Mr Yettaw was jailed for seven years over the visit and Ms Suu Kyi was given an additional 18 months' house arrest.

Mr Yettaw flew with Senator Webb to Bangkok, where he was taken to hospital in a US embassy van.

Senator Webb told reporters 53-year-old Mr Yettaw was "not a well man".

"He had a medical incident this morning when they read him his orders of deportation," the senator told reporters at Bangkok airport.

"He's now undergoing a thorough medical review here in a hospital, and soon he will be able to return to his family."

His wife, Betty, told the BBC on Saturday she was happy to hear the "wonderful" news that he would be released.

'Sent by God'

Senator Webb thanked the Burmese authorities for releasing Mr Yettaw.

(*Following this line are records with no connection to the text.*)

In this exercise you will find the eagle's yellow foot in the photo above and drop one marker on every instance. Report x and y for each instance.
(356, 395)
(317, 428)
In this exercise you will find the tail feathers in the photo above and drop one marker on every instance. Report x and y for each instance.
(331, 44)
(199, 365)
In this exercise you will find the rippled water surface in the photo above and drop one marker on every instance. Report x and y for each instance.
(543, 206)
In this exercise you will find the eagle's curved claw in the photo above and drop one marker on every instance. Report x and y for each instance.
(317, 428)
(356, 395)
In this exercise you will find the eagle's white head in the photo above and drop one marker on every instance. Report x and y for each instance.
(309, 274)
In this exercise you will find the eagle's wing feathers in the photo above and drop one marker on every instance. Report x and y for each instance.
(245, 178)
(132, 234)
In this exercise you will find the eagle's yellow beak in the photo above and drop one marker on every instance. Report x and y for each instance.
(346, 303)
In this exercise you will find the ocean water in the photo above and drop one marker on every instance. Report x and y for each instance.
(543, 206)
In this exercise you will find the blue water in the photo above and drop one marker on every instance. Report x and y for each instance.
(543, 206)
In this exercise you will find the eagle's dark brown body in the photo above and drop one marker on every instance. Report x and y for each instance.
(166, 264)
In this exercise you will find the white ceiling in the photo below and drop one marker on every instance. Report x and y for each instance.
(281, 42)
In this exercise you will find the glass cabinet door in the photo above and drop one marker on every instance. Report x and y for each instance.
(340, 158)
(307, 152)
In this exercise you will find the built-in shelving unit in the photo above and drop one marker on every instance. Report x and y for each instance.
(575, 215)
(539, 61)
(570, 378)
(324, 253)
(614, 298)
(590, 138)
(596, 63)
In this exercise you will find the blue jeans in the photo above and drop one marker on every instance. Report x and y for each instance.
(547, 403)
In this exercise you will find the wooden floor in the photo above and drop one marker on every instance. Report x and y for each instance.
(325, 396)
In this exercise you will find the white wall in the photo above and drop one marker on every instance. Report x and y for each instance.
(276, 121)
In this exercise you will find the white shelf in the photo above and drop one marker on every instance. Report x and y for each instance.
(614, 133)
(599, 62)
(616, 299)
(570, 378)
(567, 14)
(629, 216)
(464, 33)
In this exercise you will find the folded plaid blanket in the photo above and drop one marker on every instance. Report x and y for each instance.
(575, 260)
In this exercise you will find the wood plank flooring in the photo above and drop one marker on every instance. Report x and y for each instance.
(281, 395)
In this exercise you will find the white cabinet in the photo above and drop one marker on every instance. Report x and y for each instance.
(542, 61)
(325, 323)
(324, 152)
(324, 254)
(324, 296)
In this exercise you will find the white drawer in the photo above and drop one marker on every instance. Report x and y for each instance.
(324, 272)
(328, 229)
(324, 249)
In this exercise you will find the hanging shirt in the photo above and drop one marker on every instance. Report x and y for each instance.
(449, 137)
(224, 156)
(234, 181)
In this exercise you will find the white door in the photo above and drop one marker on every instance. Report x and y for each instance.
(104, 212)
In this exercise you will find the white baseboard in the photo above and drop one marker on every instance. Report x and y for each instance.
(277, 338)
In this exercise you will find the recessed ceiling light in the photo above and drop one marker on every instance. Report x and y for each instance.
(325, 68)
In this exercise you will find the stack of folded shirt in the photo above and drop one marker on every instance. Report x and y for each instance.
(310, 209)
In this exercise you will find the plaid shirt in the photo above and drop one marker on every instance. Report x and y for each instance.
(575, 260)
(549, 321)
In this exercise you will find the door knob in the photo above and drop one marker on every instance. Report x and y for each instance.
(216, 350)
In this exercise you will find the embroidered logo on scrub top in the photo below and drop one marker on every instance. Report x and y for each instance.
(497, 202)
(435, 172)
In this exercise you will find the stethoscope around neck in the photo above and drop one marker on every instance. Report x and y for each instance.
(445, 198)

It is my hope that we can take advantage of these gestures as a way to begin laying a foundation of goodwill and confidence-building in the future
Senator Jim Webb

"I am not going to apologise for the actions that he took but I believe that it was a good gesture from your government to our country to allow him to return home to his family for humanitarian reasons," he said at Rangoon airport shortly before his departure.

However, Burmese dissidents say Senator Webb's trip could be seen as an endorsement of the poor treatment received by Ms Suu Kyi and more than 2,000 other political prisoners.

After his arrest, Mr Yettaw, said he had been sent by God to deliver a warning to Ms Suu Kyi that she would be assassinated.

Senator Webb said he had asked Burmese leaders to consider the release of Ms Suu Kyi and allow her to participate in the political process ahead of next year's elections, but that they had not yet responded.

Later he met the pro-democracy leader for talks lasting about 40 minutes. She was taken to a state guesthouse near her home to meet Senator Webb.


Senator Webb met Ms Suu Kyi after talks with Burma's military leader

Ms Suu Kyi went on trial in May after Mr Yettaw swam to her lakeside home with homemade flippers, evading guards.

She was charged with breaking the terms of her house arrest by sheltering Mr Yettaw and, after many delays, was sentenced on Tuesday to three years in prison.

Gen Than Shwe salutes during Armed Forces Day - 27 March 2006
Gen Than Shwe has ruled Burma since 1992

Although the sentence was commuted to 18 months' house arrest by Than Shwe, it ensures the opposition leader cannot take part in planned elections next year.

Ms Suu Kyi, 64, has spent 14 of the past 20 years under house arrest.

Senator Webb, who chairs the Senate Foreign Relations subcommittee on East Asia and Pacific affairs, has previously called for more "constructive" US engagement with Burma.

He said in July that the trial of Ms Suu Kyi would make this difficult.

The UN Security Council expressed "serious concern" following Ms Suu Kyi's conviction earlier this week and urged the release of all political prisoners, while the EU extended sanctions against Burma.

But Burma's neighbour China said the world should respect its laws.

Thai Prime Minister Abhisit Vejjajiva, who is the current chairman of the Association of South East Asian Nations (Asean) told the BBC that imposing sanctions could lead to problems and that it was important to take a balanced approach to dealing with Burma.